The ML team is going to heavily invest in the usage of Pytorch on ROCm GPUs in the near future. The main side effect of this choice is that the related Docker images (using both to run our model servers) end up being really huge (~10GBs+ in size) and this poses a challenge for CI and the Docker Registry.
Some high level details:
- The Pypi package for torch has a variant for ROCm, namely it ships with all the ROCm libraries (.so-s etc..) bundled to a specific version. This is very handy but it ends up generating a layer that is huge, ~4/5 GBs in size (the layer is related to the pip install action for example).
- The hostPath way (or similar) offered by Kubernetes may be used to install the ROCm libs on the worker node, and expose them to the containers. While this poses some compatibility challenges (like worker OS vs container OS, etc..), it is also explicitly forbidden by KNative Serving, that prohibits hostPath for security reasons.
In our current tests via Blubber and CI we often hit limits, the most noticeable ones are:
- CI nodes end up exhausting space due to the big Docker images built (partially solved, but it may get worse over time).
- When CI tries to push to the Docker registry we hit the limit of the nginx's tmpfs filesize (2GBs), and eventually the whole operation fails with a 500. We may increase the tmpfs size but it could be something recurrent over time.

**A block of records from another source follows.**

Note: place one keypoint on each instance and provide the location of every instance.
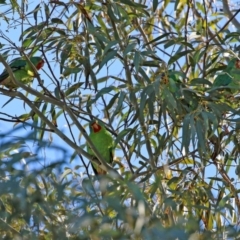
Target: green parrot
(103, 141)
(21, 70)
(230, 76)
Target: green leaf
(178, 55)
(109, 56)
(57, 20)
(155, 4)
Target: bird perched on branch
(22, 71)
(230, 77)
(103, 142)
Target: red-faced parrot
(21, 70)
(103, 142)
(230, 77)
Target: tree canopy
(164, 78)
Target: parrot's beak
(40, 65)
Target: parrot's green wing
(22, 71)
(230, 77)
(103, 141)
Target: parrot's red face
(40, 65)
(237, 64)
(96, 127)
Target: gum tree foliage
(146, 68)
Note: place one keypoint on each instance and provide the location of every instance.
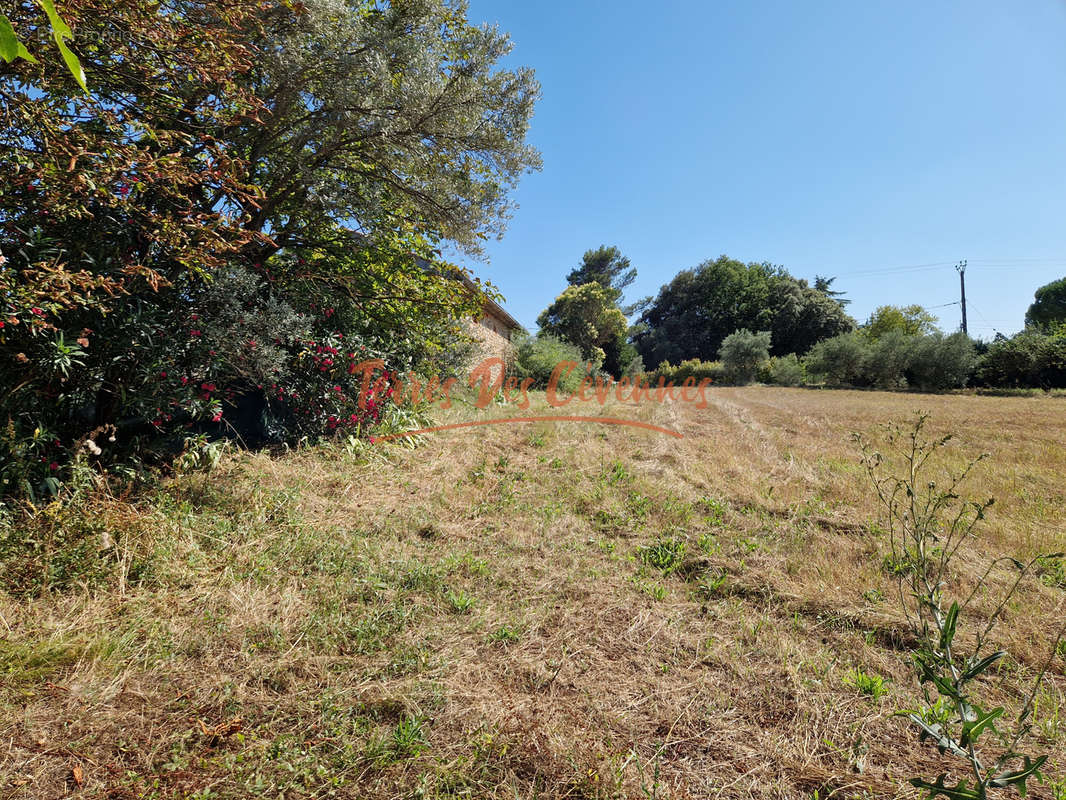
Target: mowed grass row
(526, 610)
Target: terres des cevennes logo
(490, 380)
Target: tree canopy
(587, 317)
(268, 176)
(911, 320)
(607, 267)
(1048, 310)
(695, 312)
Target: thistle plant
(927, 523)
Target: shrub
(786, 371)
(839, 361)
(927, 522)
(939, 362)
(743, 352)
(1028, 358)
(887, 360)
(536, 357)
(692, 368)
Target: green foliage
(911, 320)
(663, 554)
(693, 368)
(1028, 358)
(927, 523)
(840, 360)
(786, 370)
(459, 602)
(873, 686)
(537, 356)
(12, 48)
(607, 267)
(587, 317)
(939, 362)
(894, 360)
(887, 360)
(692, 315)
(1048, 310)
(213, 270)
(742, 353)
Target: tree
(12, 47)
(911, 320)
(607, 267)
(939, 362)
(385, 116)
(1048, 310)
(840, 361)
(743, 353)
(823, 285)
(587, 317)
(693, 314)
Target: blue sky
(851, 139)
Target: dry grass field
(528, 610)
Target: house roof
(495, 308)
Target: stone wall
(493, 337)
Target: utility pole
(962, 285)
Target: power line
(987, 323)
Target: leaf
(73, 64)
(1018, 778)
(983, 665)
(943, 742)
(973, 730)
(948, 633)
(61, 32)
(958, 792)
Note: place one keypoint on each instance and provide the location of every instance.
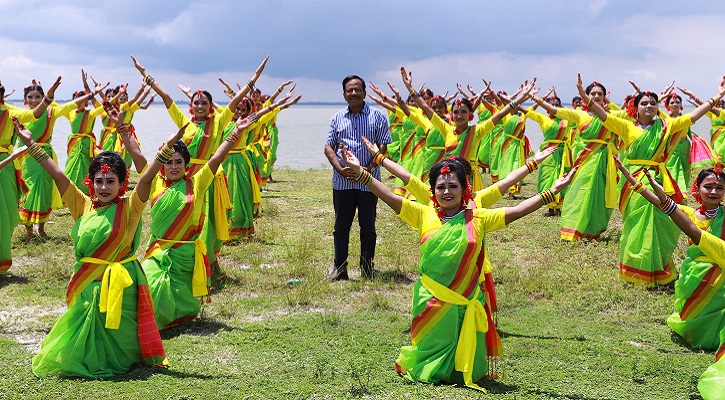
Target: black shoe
(338, 273)
(368, 270)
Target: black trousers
(345, 203)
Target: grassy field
(570, 328)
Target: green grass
(570, 328)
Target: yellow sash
(474, 320)
(9, 149)
(666, 181)
(115, 279)
(198, 277)
(222, 203)
(610, 188)
(705, 259)
(256, 190)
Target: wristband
(547, 196)
(364, 177)
(164, 154)
(669, 207)
(37, 152)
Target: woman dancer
(699, 293)
(109, 325)
(176, 262)
(691, 153)
(202, 137)
(648, 237)
(556, 131)
(592, 195)
(461, 138)
(42, 196)
(708, 246)
(81, 140)
(109, 137)
(717, 119)
(10, 177)
(244, 190)
(451, 241)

Creating base images could help this problem, adding some ideas to discuss them:
- If torch upstream offers a way to use the OS ROCm libraries, we may be able to create a base image with the libs and "only" install vanilla Pytorch via pip, ending up in smaller layer sizes for sure. We may need custom built torch tough, that is not ideal.
- We could create a base image containing the torch package installed under a system path (like it was installed via deb package on Bookworm, for example) so PYTHONPATH would pick it up. Then we'd use that image in our blubber file, install all the packages other than torch (question mark about what happens if a package requires torch in requirements.txt, hopefully pip should work fine).
Even with the base image ideas above, the nginx tmpfs issue (capping filesize to ~2GBs) seems to be still something to solve.
Finally, ServiceOps should be aware of this mess and we should get their sign-off, since there is the possibility of adding too much load to the Docker Registry.